GNOME Bugzilla – Bug 728997
Blank nodes are sometimes removed when parsing HTML
Last modified: 2017-06-17 10:51:55 UTC
Created attachment 275188 [details] Test HTML file + program libxml2 sometimes removes blank nodes (eg. text nodes with blank chars as contents) when parsing HTML. This may be problematic as blank nodes sometimes have an effect on the output (eg. horizontally separate two inline elements in a web browser). Attached is an example to demonstrate this. The archive contains: - A test HTML file (valid HTML 5 according to the W3C validator) - A C program that parses this file and dumps elements and text nodes as they were parsed (all elements will be closed, eg. <meta> -> <meta></meta>). - A Makefile to compile it In the HTML file, note the blank node (eg. new line + tab characters) between both <input>s.
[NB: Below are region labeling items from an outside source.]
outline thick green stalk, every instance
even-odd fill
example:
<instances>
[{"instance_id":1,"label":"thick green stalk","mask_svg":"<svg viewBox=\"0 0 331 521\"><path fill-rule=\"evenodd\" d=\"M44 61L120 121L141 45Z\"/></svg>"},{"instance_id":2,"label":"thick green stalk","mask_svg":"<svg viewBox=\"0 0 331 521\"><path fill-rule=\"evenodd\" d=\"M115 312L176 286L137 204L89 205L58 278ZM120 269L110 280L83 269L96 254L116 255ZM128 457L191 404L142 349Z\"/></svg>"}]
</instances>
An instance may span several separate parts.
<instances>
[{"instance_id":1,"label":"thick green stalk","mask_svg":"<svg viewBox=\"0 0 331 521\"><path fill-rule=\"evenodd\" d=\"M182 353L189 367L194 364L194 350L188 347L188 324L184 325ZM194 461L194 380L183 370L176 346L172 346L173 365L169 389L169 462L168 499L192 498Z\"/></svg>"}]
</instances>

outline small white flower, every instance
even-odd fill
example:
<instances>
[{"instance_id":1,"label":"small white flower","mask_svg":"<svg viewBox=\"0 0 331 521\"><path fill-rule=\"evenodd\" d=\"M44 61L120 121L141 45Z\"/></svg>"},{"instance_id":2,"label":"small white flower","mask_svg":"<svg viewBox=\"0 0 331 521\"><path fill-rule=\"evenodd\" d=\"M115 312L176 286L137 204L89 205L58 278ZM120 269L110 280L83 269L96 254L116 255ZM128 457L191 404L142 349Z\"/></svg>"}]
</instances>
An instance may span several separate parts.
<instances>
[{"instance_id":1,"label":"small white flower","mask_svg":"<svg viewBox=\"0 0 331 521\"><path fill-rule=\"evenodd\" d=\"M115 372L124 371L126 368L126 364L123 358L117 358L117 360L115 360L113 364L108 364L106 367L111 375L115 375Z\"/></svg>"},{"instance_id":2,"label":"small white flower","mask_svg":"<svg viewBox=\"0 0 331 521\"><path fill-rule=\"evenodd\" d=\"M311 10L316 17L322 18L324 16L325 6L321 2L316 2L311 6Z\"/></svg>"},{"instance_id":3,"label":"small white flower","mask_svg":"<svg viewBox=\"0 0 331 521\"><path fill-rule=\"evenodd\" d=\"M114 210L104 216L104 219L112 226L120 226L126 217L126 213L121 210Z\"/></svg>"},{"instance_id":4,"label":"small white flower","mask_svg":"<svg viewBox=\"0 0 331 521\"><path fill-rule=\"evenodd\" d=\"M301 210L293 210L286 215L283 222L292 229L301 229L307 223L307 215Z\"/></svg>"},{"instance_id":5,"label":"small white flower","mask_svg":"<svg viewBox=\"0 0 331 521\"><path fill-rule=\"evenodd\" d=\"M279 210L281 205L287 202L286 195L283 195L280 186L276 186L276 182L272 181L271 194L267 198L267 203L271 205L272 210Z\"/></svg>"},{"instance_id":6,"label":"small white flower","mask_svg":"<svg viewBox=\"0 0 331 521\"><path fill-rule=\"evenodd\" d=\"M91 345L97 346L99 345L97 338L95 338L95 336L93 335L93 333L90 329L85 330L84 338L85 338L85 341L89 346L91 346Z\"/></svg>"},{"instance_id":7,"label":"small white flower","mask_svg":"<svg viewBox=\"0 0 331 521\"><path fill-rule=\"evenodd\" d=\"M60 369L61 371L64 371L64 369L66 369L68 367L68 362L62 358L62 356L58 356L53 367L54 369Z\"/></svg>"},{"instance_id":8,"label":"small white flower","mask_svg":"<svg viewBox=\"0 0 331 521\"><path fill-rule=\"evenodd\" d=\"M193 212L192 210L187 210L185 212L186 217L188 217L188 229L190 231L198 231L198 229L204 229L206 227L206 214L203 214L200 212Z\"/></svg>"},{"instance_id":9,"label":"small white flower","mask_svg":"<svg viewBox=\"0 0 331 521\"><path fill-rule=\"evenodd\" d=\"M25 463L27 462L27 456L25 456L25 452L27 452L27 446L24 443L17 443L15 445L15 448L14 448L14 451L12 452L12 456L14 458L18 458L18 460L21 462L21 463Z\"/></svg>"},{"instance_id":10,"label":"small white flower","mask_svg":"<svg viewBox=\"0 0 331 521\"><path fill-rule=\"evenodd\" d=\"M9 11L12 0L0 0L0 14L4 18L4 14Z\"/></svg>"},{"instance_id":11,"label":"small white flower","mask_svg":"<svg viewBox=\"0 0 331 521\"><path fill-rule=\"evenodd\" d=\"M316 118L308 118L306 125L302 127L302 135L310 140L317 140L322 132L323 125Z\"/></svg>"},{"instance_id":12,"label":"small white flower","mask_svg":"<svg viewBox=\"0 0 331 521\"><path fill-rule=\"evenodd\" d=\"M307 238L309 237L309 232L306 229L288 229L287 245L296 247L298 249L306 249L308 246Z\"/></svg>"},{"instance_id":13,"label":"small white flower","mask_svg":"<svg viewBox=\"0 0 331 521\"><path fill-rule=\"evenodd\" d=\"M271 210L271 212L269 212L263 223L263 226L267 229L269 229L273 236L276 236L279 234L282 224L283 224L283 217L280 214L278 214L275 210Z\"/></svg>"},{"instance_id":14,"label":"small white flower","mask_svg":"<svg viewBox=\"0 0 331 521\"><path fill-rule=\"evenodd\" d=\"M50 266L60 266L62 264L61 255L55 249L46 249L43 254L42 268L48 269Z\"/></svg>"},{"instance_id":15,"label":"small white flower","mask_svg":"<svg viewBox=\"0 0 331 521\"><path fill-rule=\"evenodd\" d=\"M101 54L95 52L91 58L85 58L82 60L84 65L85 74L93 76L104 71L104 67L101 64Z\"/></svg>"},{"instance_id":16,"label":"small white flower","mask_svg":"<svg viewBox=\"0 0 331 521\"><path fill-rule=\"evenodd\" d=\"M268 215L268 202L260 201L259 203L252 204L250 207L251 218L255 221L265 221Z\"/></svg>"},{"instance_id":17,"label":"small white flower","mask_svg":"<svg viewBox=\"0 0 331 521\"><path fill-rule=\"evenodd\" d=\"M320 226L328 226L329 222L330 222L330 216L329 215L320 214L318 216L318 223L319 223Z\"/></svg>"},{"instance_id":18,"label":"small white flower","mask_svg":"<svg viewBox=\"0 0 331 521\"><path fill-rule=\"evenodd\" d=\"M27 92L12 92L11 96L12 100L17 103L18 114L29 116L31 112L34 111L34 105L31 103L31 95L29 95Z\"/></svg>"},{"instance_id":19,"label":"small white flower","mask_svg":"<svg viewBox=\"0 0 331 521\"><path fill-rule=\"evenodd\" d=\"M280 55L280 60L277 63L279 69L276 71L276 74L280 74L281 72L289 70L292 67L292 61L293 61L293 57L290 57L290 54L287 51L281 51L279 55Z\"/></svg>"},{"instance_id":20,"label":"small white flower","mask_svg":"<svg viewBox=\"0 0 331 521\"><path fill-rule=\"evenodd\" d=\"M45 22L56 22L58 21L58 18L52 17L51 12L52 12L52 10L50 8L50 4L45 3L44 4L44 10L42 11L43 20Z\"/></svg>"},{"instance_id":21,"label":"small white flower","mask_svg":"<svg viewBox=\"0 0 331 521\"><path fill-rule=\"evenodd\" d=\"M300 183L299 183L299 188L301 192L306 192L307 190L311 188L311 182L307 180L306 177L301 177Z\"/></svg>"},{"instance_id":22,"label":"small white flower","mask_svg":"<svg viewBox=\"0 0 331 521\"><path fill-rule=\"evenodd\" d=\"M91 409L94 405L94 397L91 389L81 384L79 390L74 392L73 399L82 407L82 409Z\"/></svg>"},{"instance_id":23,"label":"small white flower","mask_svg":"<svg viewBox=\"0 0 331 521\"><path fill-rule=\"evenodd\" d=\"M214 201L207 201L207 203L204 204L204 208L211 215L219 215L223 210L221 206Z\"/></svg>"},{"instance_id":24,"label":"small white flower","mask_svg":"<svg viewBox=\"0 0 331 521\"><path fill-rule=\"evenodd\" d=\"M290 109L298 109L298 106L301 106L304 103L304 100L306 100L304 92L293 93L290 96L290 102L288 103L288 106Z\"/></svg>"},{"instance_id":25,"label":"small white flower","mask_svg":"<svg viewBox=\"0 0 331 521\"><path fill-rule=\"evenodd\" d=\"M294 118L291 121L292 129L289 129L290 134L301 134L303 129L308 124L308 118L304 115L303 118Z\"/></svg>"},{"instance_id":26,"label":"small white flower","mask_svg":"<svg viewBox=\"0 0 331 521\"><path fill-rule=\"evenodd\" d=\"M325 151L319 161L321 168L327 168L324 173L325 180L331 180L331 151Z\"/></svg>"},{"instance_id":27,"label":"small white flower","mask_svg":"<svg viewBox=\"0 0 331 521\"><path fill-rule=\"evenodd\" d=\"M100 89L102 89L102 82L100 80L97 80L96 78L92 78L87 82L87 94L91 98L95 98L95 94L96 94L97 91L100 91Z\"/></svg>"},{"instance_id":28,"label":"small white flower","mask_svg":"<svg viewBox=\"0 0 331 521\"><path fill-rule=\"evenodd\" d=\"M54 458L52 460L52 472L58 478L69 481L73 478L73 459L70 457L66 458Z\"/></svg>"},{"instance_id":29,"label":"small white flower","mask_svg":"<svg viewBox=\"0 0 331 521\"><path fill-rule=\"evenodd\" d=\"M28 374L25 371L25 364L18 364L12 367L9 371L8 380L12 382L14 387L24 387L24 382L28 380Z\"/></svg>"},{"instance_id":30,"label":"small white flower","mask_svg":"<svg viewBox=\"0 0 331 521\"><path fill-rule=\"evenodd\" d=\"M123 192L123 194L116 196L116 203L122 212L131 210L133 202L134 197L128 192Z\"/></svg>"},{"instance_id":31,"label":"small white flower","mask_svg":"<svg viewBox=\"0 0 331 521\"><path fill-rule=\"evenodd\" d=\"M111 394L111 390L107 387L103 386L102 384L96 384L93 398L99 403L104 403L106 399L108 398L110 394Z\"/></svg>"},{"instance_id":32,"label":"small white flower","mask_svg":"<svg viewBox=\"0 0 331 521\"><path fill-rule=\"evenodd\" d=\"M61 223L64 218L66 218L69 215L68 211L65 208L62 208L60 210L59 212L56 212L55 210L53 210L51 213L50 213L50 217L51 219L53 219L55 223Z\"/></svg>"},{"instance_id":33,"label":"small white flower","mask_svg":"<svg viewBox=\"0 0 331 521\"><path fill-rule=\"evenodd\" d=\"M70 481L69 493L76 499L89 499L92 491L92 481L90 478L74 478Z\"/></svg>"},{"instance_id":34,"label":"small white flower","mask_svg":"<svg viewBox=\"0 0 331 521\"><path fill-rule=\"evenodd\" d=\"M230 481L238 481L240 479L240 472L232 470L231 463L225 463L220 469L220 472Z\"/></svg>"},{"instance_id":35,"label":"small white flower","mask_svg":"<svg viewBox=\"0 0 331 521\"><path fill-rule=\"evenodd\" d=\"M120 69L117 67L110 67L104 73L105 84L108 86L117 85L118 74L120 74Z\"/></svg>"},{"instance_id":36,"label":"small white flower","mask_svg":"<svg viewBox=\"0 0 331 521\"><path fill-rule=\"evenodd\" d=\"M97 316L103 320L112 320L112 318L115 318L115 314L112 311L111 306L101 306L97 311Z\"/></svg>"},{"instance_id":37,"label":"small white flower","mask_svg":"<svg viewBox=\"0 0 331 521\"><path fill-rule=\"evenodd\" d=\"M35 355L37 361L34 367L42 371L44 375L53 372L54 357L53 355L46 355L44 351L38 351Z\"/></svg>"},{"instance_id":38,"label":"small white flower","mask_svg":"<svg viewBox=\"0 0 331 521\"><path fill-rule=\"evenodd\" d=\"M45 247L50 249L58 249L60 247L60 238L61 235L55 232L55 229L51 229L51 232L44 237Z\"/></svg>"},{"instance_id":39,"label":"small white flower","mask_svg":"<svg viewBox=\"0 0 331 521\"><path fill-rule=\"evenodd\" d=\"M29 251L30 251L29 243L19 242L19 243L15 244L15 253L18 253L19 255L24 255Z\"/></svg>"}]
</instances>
The output of the program (compiled against libxml2-2.9.1, latest stable version at the time of this submission) will be: $ ./main <html><head><meta></meta><title>Test case</title></head><body> <form> <input></input><input></input></form> </body></html>$ As you can see, the blank node between both <input>s has been removed by libxml2. A web browser would now stick the two fields together, whereas they would be horizontally separated if rendered from the original file.
*** This bug has been marked as a duplicate of bug 681822 ***